LEA only got more powerful in later models as the restraints on registers were removed and more addressing modes got added. Now it can do several additions and a multiplication in a single operation. Reusing that memory hardware/instruction format is a clever ISA decision.
Wait, so if you were imaginative enough with how you use registers to calculate addresses you could abuse LEA as a DSP MAC (multiply/accumulate) instruction?
Compilers do it all the time, for example GCC compiles "x*4 + y" to a single LEA instruction: https://godbolt.org/z/TvdW5sK4b
Aha, playing with it, it looks like the multiply is just a shift because if you try to do anything other than powers of two it has to break it down into more instructions.

Still clever, though. I guess it's to make it easier and quicker to index over words or multiples of words?

The addressing logic on the 80386+ can add an index shifted left by 0..3 bits (unscaled, x2, x4, x8) with a base register plus an immediate offset.

By using the same register for base and index you can also multiply one register by 3, 5 or 9.

Earlier (16 bit) x86 chips did not have the scaling feature and were limited to certain combinations of base and index (BX/BP as base, SI/DI as index), so LEA was less useful. If the registers are carefully assigned, it could still be used to do an addition and put the result into another register. Normal ALU operations always use one of the operands as their destination.

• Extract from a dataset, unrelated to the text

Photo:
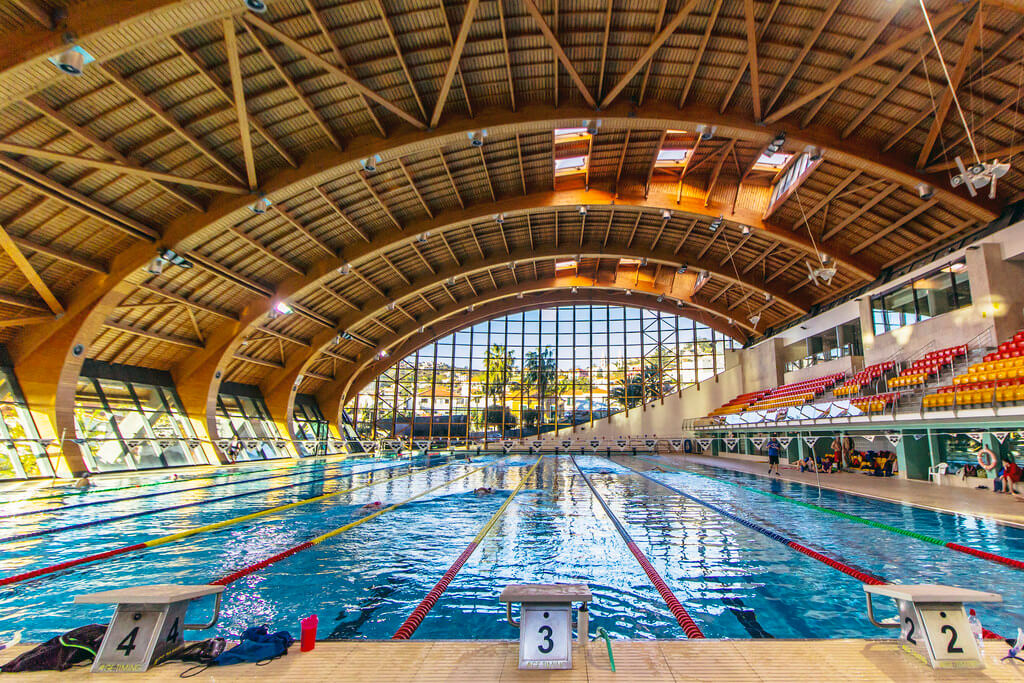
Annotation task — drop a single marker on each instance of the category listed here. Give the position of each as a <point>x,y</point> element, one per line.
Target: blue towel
<point>257,644</point>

The system might choose to use relocations for LEA and not for ADD -- this is of course not relevant for stack relative addressing and struct member addressing on the heap. I think I ran into this when coding assembler for DOS in the late 80's.

LEA also gets the "register + offset" thing done in a single instruction instead of two (MOV + ADD). It's also really easy for both assembler programmers and (dumb) compilers.

The "run in parallel" stuff is you looking at modern(ish) CPUs and thinking the original 8086 looked anything like that inside.